I don’t know. I think all art is open to interpretation. At the end of the day any artist wants the viewer to look past the surface. There are some good little underlying stories and threads woven throughout this exhibit. But if people don’t see that, that’s fine, too. At least I hope they enjoy looking at some nice pictures.

Can you explain your infatuation with “North”? How about the “great American need to head for the frontier”? I’m especially interested in what you describe as your desire to “point your wheels toward the horizon.”

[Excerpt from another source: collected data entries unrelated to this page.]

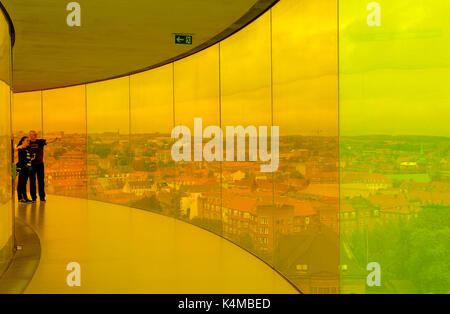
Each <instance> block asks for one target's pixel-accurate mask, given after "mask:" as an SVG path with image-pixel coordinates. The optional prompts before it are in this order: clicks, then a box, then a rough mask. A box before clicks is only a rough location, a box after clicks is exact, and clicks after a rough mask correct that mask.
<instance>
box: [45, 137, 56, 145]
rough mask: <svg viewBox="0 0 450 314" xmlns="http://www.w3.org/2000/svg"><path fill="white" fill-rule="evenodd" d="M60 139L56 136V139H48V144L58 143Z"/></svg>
mask: <svg viewBox="0 0 450 314" xmlns="http://www.w3.org/2000/svg"><path fill="white" fill-rule="evenodd" d="M58 141H59V138H54V139H52V140H48V141H47V140H46V143H47V144H53V143H56V142H58Z"/></svg>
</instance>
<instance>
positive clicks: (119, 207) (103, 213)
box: [17, 196, 297, 294]
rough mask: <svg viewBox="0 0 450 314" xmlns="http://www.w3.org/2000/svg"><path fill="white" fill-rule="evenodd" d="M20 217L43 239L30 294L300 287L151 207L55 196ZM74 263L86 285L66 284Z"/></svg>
mask: <svg viewBox="0 0 450 314" xmlns="http://www.w3.org/2000/svg"><path fill="white" fill-rule="evenodd" d="M17 216H18V217H19V218H21V219H23V220H24V221H25V222H26V223H28V224H29V225H30V226H31V227H32V228H33V229H34V230H35V231H36V233H37V234H38V235H39V238H40V241H41V246H42V253H41V261H40V264H39V267H38V269H37V271H36V273H35V275H34V277H33V279H32V281H31V283H30V285H29V286H28V288H27V289H26V291H25V293H183V294H188V293H225V294H228V293H297V291H296V290H295V289H294V288H293V287H292V286H291V285H290V283H288V282H287V281H286V280H285V279H284V278H282V277H281V276H280V275H279V274H278V273H276V272H275V271H274V270H273V269H271V268H270V267H268V266H267V265H266V264H265V263H263V262H262V261H260V260H259V259H257V258H255V257H254V256H252V255H251V254H249V253H247V252H246V251H244V250H242V249H241V248H239V247H237V246H235V245H233V244H232V243H230V242H228V241H227V240H224V239H222V238H220V237H218V236H216V235H214V234H212V233H209V232H207V231H204V230H202V229H200V228H197V227H195V226H192V225H190V224H187V223H184V222H181V221H178V220H176V219H172V218H169V217H165V216H161V215H157V214H154V213H151V212H146V211H142V210H137V209H133V208H129V207H124V206H119V205H112V204H107V203H102V202H97V201H88V200H82V199H75V198H67V197H60V196H50V197H48V202H47V203H38V204H32V205H20V206H19V207H18V208H17ZM71 262H77V263H79V264H80V265H81V278H82V279H81V280H82V282H81V287H75V288H71V287H69V286H68V285H67V284H66V277H67V275H68V274H69V272H68V271H66V266H67V265H68V264H69V263H71Z"/></svg>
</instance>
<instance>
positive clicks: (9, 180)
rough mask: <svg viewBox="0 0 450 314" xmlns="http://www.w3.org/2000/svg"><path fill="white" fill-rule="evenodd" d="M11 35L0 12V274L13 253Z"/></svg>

There is something about that need to hop in the car and drive, and drive until you can’t anymore. That you can sit in your car with a cooler in your trunk, eat a sandwich and just watch the Porcupine caribou herd is amazing, but also criminal. It’s that dichotomy which drives me. There’s so much romanticism wrapped up in getting all the way to the end of the road, and you finally make it there, and it’s oil fields. There’s also incredible wilderness, but the only reason you’re there in the first place is development of that wilderness. There’s something to reconcile in that.

So much of this project was about photography, just photography, this great history of photographers making photographs of the frontier and my contribution to that dialogue. With photography, I also feel this need to keep going and going, getting better and better, more polished, and I think that parallels the need to drive and drive and keep going until you get to the last road. Then you get to the end of that. And then what? I don’t know. That’s what I’m trying to find out.

Any other thoughts on having an exhibit at the Alaska State Museum?

To have an exhibit at the State Museum, located in my home town, is amazing. Until now, I’ve pretty much only shown my work up North. Most of my friends here in Juneau have no context for what I do. They live in the same state, but have never been that far north.

I’d also like to thank the Rasmuson Foundation, the Juneau Humanities Council, and the Connie Boochever Fellowship program, whose generous financial awards helped make "The Last Road North" possible.